Néanmoins, c’est merveille : la nuance et la mesure sont présentes. Car on sent bien que ces deux mondes, s’ils s’opposent, s’ils se connaissent sans pouvoir se côtoyer jamais, s’ils se haïssent sinon se méprisent, sont pleins de lézardes. On voit bien, d’un mot, que ces deux mondes, l’un comme l’autre sont en tension. D’un côté, comment ne pas éprouver de la sympathie pour ce héros anonyme, Ben, en quelque sorte l’homme secrètement génial rêvé par Valéry, qui fait douloureusement choix d’une certaine esthétique vitale aux dépens d’une morne conformité sociale ? D’un autre côté, Ben et ses enfants n’en viennent-ils pas eux-mêmes à s’interroger sur leurs choix, à se mettre en question ? Si tous s’accordent à penser qu’il faut redonner pleine mesure aux potentialités humaines, que le nécessaire vaut mieux que le superflu, que la dignité est fille de la sobriété, qu’enfin la liberté est une valeur suprême, ils subissent aussi parfois l’autorité paternelle comme une tyrannie, l’appel des forêts comme une vaine fiction, une folle aventure, ou, pour le dire avec Ben lui-même, comme « une magnifique erreur ». Celui-ci n’a-t-il pas égoïstement sacrifié la sécurité de sa famille au nom d’un horizon plus inatteignable qu’indépassable ? L’utopie était-elle humaine ?

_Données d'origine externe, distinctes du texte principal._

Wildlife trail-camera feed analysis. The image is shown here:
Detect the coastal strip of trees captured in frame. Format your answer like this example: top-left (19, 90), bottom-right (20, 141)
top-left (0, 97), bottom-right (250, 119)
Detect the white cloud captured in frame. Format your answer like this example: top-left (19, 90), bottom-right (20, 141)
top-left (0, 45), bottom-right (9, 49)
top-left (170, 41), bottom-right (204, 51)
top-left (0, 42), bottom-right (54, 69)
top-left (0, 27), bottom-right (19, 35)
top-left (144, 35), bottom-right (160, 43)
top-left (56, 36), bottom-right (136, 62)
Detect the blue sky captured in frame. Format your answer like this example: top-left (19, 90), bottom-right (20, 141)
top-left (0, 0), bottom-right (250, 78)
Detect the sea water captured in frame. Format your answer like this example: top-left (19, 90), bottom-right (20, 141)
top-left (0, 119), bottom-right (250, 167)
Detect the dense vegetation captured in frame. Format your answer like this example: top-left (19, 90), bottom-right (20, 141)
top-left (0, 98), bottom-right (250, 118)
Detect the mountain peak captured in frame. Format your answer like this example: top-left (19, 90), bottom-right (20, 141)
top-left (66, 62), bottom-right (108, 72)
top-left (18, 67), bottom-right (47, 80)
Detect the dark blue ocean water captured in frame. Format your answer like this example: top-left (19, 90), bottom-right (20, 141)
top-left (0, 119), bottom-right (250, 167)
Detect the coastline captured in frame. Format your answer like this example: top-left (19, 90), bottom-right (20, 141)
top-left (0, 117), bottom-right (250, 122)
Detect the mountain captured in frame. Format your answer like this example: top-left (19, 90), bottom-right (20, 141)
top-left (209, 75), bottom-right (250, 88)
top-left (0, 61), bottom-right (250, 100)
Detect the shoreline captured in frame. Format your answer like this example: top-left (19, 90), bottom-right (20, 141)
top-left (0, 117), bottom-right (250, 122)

Mais la désillusion, mais l’amertume, mais le doute passés, Captain fantastic s’achève – là est sa force, répétons-le, son irrésistible puissance – sur la possibilité d’un compromis : là où McCandless s’était engouffré dans une impasse (Into the Wild, 2007), là où il s’était fatalement enseveli dans les farouches solitudes alaskiennes pour trouver une mort immanquable dans un bus sordide, le bus, ici, laisse place à un autre, et celui de la famille solitaire au transport en commun que les enfants, dans les dernières secondes du film attablés avec leur père, s’apprêtent à prendre pour se rendre à l’école. Compromis, non compromission. De fait, la maisonnée n’a pas renoncé à son noble idéal : déjà Ben a préparé pour la journée de classe de sa nombreuse fratrie ces menus sachets de vivres cultivés par elle-même. Éloge est fait de l’autoconsommation. L’Amérique de Matt Ross est une Amérique potagère.

Le film s’était ouvert sur un silence ; il se clôt sur un autre long silence par lequel le réalisateur nous invite à méditer cette saine résistance familiale, trop discrète pour être réprimée, quoique trop réfléchie pour être banale. Ainsi le principe d’une révolution silencieuse est-il posé.